Emma Murray from Bristol North West Foodbank explains what their successful grant application has meant for people referred to the food bank…

About a year ago we took on the ambitious move to try and take on an advice worker ourselves at the food bank on a nine-month contract.

Immediately we started to see the huge positive impact it was having on people referred and we were thinking, why have we not done this before? We have to keep this person! So we applied for a large Fight Hunger Create Change grant through the Trussell Trust, because we wanted to really commit long term to having a more holistic approach as a food bank.

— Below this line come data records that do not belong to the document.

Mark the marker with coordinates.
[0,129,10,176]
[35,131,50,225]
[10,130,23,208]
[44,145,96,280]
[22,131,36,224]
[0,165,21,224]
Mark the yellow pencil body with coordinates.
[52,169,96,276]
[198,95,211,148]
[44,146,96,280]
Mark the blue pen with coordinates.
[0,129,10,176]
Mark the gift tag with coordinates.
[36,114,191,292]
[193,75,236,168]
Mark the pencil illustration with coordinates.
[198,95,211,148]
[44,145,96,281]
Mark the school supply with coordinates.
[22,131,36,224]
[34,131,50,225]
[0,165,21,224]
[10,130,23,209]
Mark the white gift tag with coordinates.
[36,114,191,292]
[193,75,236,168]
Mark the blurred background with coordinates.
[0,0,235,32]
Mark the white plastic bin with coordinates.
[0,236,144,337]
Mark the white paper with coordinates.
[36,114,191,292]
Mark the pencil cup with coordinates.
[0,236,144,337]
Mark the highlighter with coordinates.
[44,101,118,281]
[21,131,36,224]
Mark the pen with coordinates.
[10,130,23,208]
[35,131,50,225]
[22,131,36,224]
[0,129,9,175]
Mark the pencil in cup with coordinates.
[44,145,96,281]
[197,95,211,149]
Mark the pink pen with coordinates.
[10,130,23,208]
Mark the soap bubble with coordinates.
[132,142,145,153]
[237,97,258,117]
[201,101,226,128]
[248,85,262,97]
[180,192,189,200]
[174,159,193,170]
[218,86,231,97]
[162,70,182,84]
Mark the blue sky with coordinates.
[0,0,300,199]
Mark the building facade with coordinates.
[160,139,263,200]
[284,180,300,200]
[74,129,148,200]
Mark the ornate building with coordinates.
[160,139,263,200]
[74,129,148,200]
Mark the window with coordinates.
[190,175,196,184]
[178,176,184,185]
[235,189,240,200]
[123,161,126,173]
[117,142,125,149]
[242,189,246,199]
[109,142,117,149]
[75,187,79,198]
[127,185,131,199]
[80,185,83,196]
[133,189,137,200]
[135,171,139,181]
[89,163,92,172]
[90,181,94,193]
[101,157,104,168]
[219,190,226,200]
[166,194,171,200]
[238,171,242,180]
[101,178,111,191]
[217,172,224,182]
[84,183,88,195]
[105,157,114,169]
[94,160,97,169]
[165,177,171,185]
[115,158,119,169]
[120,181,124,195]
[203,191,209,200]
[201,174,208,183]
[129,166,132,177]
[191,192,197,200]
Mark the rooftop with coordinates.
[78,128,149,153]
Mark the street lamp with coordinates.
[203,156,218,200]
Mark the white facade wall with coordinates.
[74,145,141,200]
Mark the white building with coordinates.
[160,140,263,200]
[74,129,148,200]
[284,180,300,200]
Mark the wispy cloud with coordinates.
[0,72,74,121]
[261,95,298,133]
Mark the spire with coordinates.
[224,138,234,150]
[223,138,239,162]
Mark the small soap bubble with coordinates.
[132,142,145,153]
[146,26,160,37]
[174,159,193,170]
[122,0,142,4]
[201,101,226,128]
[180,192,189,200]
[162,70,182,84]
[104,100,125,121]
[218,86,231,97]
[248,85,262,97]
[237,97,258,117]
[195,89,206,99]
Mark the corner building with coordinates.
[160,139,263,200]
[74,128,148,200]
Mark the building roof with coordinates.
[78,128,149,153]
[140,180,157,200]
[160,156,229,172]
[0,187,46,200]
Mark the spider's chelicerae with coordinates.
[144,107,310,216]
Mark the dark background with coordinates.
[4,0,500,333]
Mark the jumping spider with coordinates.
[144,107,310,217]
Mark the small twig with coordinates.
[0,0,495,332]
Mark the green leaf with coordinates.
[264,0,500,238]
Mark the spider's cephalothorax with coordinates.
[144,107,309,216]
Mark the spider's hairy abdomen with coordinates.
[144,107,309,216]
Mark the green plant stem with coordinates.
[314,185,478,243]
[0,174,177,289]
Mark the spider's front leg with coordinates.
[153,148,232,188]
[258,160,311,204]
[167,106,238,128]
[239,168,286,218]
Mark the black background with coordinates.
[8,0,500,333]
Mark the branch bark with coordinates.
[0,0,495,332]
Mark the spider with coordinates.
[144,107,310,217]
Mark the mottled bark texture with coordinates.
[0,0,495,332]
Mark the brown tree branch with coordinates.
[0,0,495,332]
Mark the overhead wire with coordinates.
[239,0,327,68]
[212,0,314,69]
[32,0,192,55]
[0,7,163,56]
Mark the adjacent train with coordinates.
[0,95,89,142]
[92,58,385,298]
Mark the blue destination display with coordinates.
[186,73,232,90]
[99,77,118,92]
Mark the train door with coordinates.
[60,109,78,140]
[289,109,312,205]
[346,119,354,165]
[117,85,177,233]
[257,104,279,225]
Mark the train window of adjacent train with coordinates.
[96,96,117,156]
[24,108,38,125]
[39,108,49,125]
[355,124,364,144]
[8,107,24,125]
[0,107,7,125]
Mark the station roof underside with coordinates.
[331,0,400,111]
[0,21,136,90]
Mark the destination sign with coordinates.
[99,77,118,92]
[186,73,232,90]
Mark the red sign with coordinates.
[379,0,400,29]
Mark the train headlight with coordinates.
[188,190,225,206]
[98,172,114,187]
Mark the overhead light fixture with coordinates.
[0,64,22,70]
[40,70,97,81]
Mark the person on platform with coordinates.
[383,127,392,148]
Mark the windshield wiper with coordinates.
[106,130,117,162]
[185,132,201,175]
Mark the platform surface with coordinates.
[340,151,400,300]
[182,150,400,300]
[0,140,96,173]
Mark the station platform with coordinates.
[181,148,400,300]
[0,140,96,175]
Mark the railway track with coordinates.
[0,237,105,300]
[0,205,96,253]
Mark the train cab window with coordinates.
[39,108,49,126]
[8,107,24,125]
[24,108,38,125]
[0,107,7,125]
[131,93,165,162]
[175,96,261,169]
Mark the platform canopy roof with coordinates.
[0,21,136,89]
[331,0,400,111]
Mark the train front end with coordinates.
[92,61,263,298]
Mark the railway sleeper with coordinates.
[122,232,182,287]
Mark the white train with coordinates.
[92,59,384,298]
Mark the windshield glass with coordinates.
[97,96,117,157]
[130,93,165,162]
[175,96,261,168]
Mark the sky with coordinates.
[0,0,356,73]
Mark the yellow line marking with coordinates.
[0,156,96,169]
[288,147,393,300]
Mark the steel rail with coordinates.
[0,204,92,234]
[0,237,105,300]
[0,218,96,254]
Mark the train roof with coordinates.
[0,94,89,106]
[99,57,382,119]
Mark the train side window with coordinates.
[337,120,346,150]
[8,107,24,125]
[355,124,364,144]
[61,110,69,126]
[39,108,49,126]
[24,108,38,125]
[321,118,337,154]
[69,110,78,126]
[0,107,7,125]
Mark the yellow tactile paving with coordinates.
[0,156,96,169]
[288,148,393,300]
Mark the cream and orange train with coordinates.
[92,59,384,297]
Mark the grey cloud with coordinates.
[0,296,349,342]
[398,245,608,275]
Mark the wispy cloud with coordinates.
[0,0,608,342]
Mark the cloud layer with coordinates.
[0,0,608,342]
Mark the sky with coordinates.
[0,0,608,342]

One example of the difference that’s been made is Jack’s experience*. When he came to the food bank, he’d been sleeping by the river for eighteen months in a tent in Bristol. We helped him with food, and he had a wash in our sinks, that sort of thing. He started turning up every Monday morning, and as we got our advice worker she was able to work with him and connect him up with the local support services at Shelter.

The whole process meant he was off the streets before winter and he quite literally said ‘I think I would have died if I had spent another winter out sleeping in a tent’.

The team there are now looking at putting him in more permanent location. For Jack, having someone right at that crisis point in a food bank centre, who had the expertise, connections and time to sit down and look at what support was needed, was totally life changing.

No one should need our food bank – Jack should never have been in that position in the first place. That’s why we’re part of the Trussell Trust network, working alongside other food banks to campaign for long-term changes that will bring us closer to a future where there’s no need for food banks.

But while that long-term work is underway, we want to do all we can in our community to make sure people like Jack can access the best possible help right now.

As a local charity, it would have been hard for us to make that leap to employ someone permanently to give advice, and now we’ve got that grant it’s kick started something and I think it should work for as long as that’s help is needed. So we’d really like to thank Asda and the Trussell Trust – having someone paid who is able to commit to providing that service in the food bank in the long-term is making a huge difference.

We work really hard to create a welcoming atmosphere in our centres, a space where someone can feel comfortable to tell us why they need a food bank, over a cup of tea or coffee. And now we have an advice worker across all of our four food bank centres, we know that we really can help somebody once they share something with us. Together, we can take those steps towards making sure they don’t need our help again.